The hybrid work model is here to stay, but is your corporate culture equipped for the new challenges it presents? There is no escaping that remote work has transformed from a rushed contingency plan into a cornerstone of current and future business models, but there is a significant disconnect between leadership and employees. Leaders tend to see remote work as a necessary evil and are three times more likely than their employees to prefer a full return to the office. Additionally, 76 percent of employees do not want to go back to the office full-time. Ever. In the middle of ‘the Great Resignation’, this means leaders that want to capture and retain talent need to evolve company culture to embrace a distributed workforce rather than merely tolerating it.

Challenges in defining and upholding culture

Rebooting corporate culture comes with a host of challenges, including defining what that culture is. With a distributed workforce, the typical image of culture as what goes on within the office during working hours is no longer valid. While free snacks and a game room may have been key to company culture in the past, we must broaden definitions to account for the lack of daily in-person interaction and focus more on how the organisation fulfils its goals and supports employees as they work toward those goals.
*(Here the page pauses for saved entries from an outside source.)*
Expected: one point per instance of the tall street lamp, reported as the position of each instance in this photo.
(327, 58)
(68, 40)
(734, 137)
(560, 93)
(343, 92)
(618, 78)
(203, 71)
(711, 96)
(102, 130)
Codes of conduct are core elements of any corporate culture, but more leaders are finding out that remote work has driven a need for more explicit rules that address distributed teams. You would never expect an employee to turn up at the office in pyjamas, yet many people appear comfortable attending online meetings looking like they have just rolled out of bed. In more disturbing developments, one in four employees has experienced sexual harassment during remote work. Shoring up the code of conduct to cover both in-person and remote or hybrid workers fairly is key to building a strong culture.